DCR is a raw image format used by older Kodak Professional digital cameras (like the DCS Pro SLR series). Kodak was a pioneer in digital imaging, and their DCS cameras were often built on Nikon or Canon bodies but used Kodak sensors and processing. DCR files contain the raw data from these CCD sensors, which were famous for their color rendition but infamous for their noise at high ISOs.
DCR files are TIFF-based but use proprietary tags and compression. They store uncompressed or losslessly compressed sensor data. Kodak had several raw extensions (.dcr, .k25, .kdc), reflecting the chaotic early days of digital standards.
Used primarily in the late 90s and early 2000s. Kodak exited the high-end professional camera market in 2005, making this format effectively dead.
Radiance HDR
The pioneering high dynamic range format for lighting simulation.
The Radiance HDR format (often called RGBE) is a raster image format designed for storing high dynamic range (HDR) data. Rather than standard 8-bit integers, it uses a specialized encoding where pixel colors are stored as Red, Green, and Blue mantissas sharing a single common Exponent (RGBE). This allows it to represent a vast range of luminance values, from direct sunlight to deep shadows, in a relatively compact 32-bit-per-pixel format.
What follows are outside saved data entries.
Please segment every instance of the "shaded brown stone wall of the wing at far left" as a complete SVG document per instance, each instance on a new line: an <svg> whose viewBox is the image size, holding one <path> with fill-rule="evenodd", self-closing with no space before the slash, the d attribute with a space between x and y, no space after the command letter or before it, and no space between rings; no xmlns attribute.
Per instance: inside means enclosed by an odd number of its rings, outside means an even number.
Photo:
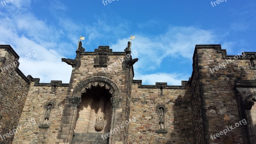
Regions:
<svg viewBox="0 0 256 144"><path fill-rule="evenodd" d="M16 69L19 56L10 45L0 45L0 143L12 143L27 99L29 84ZM16 63L14 63L16 61ZM24 79L25 78L25 79Z"/></svg>

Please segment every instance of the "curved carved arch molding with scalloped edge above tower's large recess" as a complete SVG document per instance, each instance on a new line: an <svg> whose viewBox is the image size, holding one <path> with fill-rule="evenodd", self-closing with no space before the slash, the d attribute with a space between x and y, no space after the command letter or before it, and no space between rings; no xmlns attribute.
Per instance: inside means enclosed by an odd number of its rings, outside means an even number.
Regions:
<svg viewBox="0 0 256 144"><path fill-rule="evenodd" d="M81 97L82 93L86 93L86 90L92 86L105 87L113 97L119 97L119 89L116 84L104 76L93 76L79 83L74 89L73 97Z"/></svg>

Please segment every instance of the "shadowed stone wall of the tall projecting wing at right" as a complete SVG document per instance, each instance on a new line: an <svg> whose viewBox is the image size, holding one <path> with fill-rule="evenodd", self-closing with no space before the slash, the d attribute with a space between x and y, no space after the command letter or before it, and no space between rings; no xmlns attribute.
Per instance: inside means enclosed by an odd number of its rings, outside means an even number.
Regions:
<svg viewBox="0 0 256 144"><path fill-rule="evenodd" d="M220 45L198 45L196 51L206 143L244 143L241 126L226 135L220 135L218 139L216 133L227 126L234 127L241 120L235 94L235 82L240 79L255 79L255 69L251 68L250 60L246 57L227 56L225 50L220 50ZM213 71L213 68L219 66L221 68ZM212 140L211 135L215 135L216 139L213 137L214 140Z"/></svg>

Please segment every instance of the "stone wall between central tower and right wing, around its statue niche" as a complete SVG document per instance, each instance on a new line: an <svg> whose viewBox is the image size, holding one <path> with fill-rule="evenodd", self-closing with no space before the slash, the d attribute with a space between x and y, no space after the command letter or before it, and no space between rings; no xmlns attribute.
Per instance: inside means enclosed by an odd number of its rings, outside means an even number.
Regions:
<svg viewBox="0 0 256 144"><path fill-rule="evenodd" d="M145 85L139 88L139 85L132 84L129 144L193 143L189 85L164 88L163 95L160 89L146 88ZM159 104L167 107L164 122L167 133L156 133L159 122L156 107Z"/></svg>

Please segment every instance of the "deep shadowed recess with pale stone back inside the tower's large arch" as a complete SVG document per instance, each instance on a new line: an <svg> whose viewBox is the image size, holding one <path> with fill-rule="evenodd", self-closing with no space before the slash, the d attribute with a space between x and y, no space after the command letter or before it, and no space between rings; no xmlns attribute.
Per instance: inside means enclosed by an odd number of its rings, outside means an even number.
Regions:
<svg viewBox="0 0 256 144"><path fill-rule="evenodd" d="M107 133L110 130L112 105L110 88L95 84L85 89L78 108L76 133Z"/></svg>

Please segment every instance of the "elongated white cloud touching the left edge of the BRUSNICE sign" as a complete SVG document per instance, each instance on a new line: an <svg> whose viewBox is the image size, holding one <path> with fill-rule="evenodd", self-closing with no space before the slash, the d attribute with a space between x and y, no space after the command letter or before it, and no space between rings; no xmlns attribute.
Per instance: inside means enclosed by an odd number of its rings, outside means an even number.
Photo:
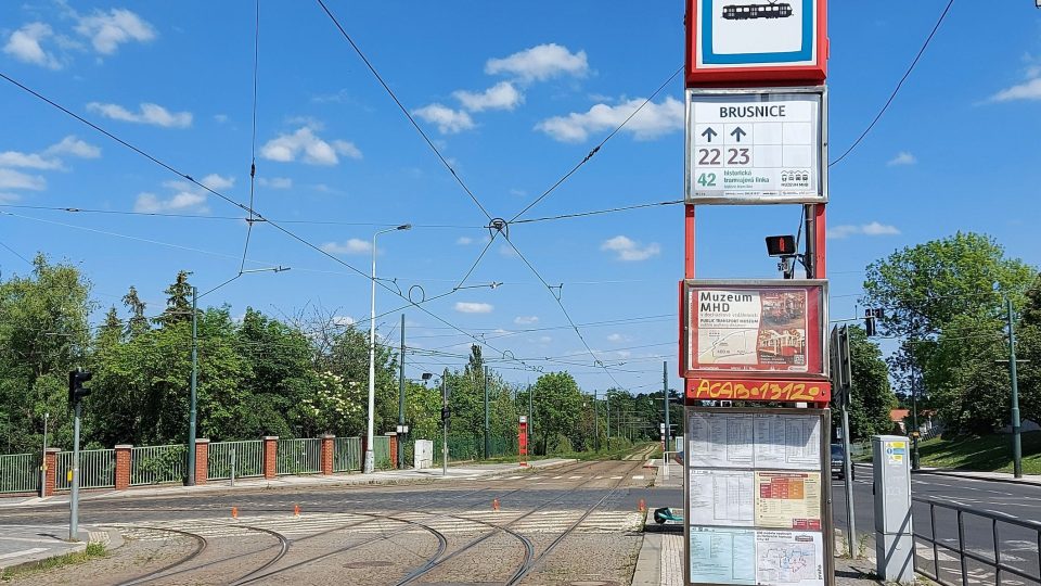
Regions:
<svg viewBox="0 0 1041 586"><path fill-rule="evenodd" d="M617 128L644 101L637 98L618 105L596 104L584 113L547 118L535 128L561 142L582 142L590 132ZM637 140L653 140L682 129L683 103L671 95L661 103L648 102L622 127L622 131L632 133Z"/></svg>

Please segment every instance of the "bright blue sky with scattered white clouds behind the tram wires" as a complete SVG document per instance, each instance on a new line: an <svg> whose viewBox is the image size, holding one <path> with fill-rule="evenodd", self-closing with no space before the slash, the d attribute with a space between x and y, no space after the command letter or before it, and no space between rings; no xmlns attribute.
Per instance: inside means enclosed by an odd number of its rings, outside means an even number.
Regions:
<svg viewBox="0 0 1041 586"><path fill-rule="evenodd" d="M347 2L331 10L491 217L512 218L580 162L683 63L683 4L668 2ZM832 157L888 98L946 2L833 2ZM0 4L0 72L194 177L299 238L427 297L452 291L485 247L488 218L463 191L317 3L260 2L253 140L253 2ZM201 291L239 272L240 208L2 81L0 243L79 265L102 309L131 284L163 306L180 269ZM524 218L682 198L680 77ZM1041 11L1025 0L955 3L873 132L832 169L832 316L852 317L863 268L956 230L995 237L1041 265ZM67 213L20 206L182 214ZM698 209L699 277L775 277L768 233L799 209ZM231 218L231 219L226 219ZM235 219L237 218L237 219ZM676 378L681 206L510 226L466 285L425 307L511 358L567 368L587 390ZM206 296L294 315L364 319L369 281L257 224L247 273ZM0 247L4 276L28 266ZM579 326L570 329L557 304ZM381 290L377 310L403 305ZM408 374L463 361L468 336L410 309ZM100 317L100 314L99 316ZM378 321L397 339L397 315ZM594 365L596 356L611 374ZM436 351L430 356L429 351ZM499 351L507 351L501 359ZM446 355L448 354L448 355ZM552 360L547 360L551 358Z"/></svg>

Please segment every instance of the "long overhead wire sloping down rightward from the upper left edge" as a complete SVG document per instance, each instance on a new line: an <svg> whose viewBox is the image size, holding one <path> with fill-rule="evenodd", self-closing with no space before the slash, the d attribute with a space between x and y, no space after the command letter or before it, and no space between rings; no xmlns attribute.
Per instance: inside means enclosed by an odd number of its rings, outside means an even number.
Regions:
<svg viewBox="0 0 1041 586"><path fill-rule="evenodd" d="M351 264L343 260L342 258L336 257L336 256L333 255L332 253L329 253L329 252L322 250L321 246L318 246L317 244L314 244L314 243L306 240L305 238L298 235L297 233L293 232L293 231L290 230L288 228L285 228L285 227L282 226L281 224L275 222L275 221L273 221L273 220L271 220L271 219L265 218L259 212L256 212L255 209L250 208L249 206L247 206L247 205L245 205L245 204L242 204L242 203L240 203L240 202L236 202L235 200L229 198L228 195L224 195L223 193L221 193L221 192L219 192L219 191L217 191L217 190L215 190L215 189L213 189L213 188L210 188L210 187L208 187L208 186L206 186L206 184L197 181L197 180L196 180L195 178L193 178L191 175L181 173L180 170L178 170L176 167L171 166L170 164L165 163L164 161L155 157L154 155L152 155L152 154L143 151L142 149L140 149L140 148L138 148L138 146L134 146L133 144L127 142L126 140L117 137L116 135L113 135L112 132L105 130L104 128L98 126L97 124L88 120L87 118L83 118L82 116L80 116L80 115L76 114L75 112L68 110L67 107L59 104L57 102L54 102L54 101L51 100L50 98L47 98L46 95L43 95L43 94L39 93L38 91L29 88L28 86L25 86L24 84L15 80L14 78L8 76L7 74L4 74L4 73L2 73L2 72L0 72L0 79L3 79L3 80L5 80L5 81L8 81L8 82L10 82L10 84L12 84L12 85L14 85L14 86L16 86L17 88L22 89L23 91L25 91L25 92L34 95L35 98L37 98L37 99L46 102L46 103L49 104L50 106L52 106L52 107L54 107L54 109L56 109L56 110L59 110L59 111L61 111L61 112L64 112L65 114L67 114L68 116L72 116L73 118L76 118L76 119L79 120L80 123L89 126L90 128L97 130L98 132L101 132L102 135L111 138L112 140L114 140L114 141L116 141L117 143L126 146L127 149L130 149L131 151L138 153L139 155L143 156L144 158L147 158L149 161L155 163L156 165L158 165L158 166L167 169L168 171L177 175L178 177L181 177L181 178L185 179L187 181L190 181L191 183L193 183L193 184L195 184L196 187L205 190L206 192L213 193L213 194L216 195L217 198L219 198L219 199L223 200L224 202L228 202L229 204L231 204L231 205L233 205L233 206L242 209L243 212L246 212L246 213L249 213L249 214L255 215L258 220L262 220L262 221L268 222L268 224L269 224L270 226L272 226L274 229L277 229L277 230L279 230L280 232L282 232L283 234L290 237L292 240L295 240L295 241L299 242L300 244L304 244L305 246L307 246L307 247L313 250L314 252L319 253L320 255L325 256L326 258L333 260L334 263L336 263L336 264L338 264L338 265L342 265L342 266L350 269L352 272L359 275L360 277L363 277L364 279L368 279L368 280L372 280L372 277L371 277L370 275L368 275L368 273L365 273L364 271L358 269L358 268L355 267L354 265L351 265ZM11 215L11 216L15 216L15 214L11 214L11 213L8 213L8 212L4 212L4 214ZM60 224L60 222L52 222L52 224ZM101 232L100 230L92 230L92 231ZM141 239L141 240L143 240L143 239ZM185 249L187 249L187 246L185 246ZM445 318L442 318L442 317L434 314L433 311L430 311L430 310L427 309L426 307L423 307L421 304L415 303L415 302L412 302L412 300L409 300L409 298L408 298L404 294L402 294L400 291L396 291L395 289L391 289L389 285L387 285L386 283L380 281L378 279L376 279L376 283L377 283L380 286L382 286L383 289L385 289L386 291L389 291L390 293L393 293L393 294L401 297L402 300L408 301L409 304L410 304L409 307L415 307L415 308L419 309L420 311L428 315L429 317L432 317L432 318L434 318L435 320L444 323L445 326L448 326L449 328L454 329L454 330L457 330L458 332L460 332L460 333L462 333L462 334L471 337L474 342L477 342L478 344L483 344L483 345L485 345L486 347L488 347L489 349L491 349L491 351L493 351L493 352L498 352L498 353L504 355L503 351L501 351L501 349L499 349L499 348L497 348L497 347L494 347L494 346L491 346L490 344L484 343L481 340L477 339L476 336L474 336L474 335L471 334L470 332L466 332L465 330L463 330L463 329L460 328L459 326L455 326L454 323L451 323L450 321L446 320ZM524 365L523 361L520 361L520 360L517 360L517 361L518 361L519 364ZM524 366L528 366L528 365L524 365Z"/></svg>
The .hdr format consists of a human-readable header containing variables like exposure and gamma, followed by binary pixel data. The pixel data typically uses the 'Radiance RGBE' encoding. Each pixel is 4 bytes: one byte each for Red, Green, and Blue, and one shared Exponent byte. This 'shared exponent' scheme is efficient but introduces some limitations—if one channel is very bright and another is very dark in the same pixel, color precision can be lost (color banding).
Developed by Greg Ward in the late 1980s for the Radiance lighting simulation system. It was one of the first formats to enable practical HDR storage and became a de facto standard in the CGI industry for Image-Based Lighting (IBL).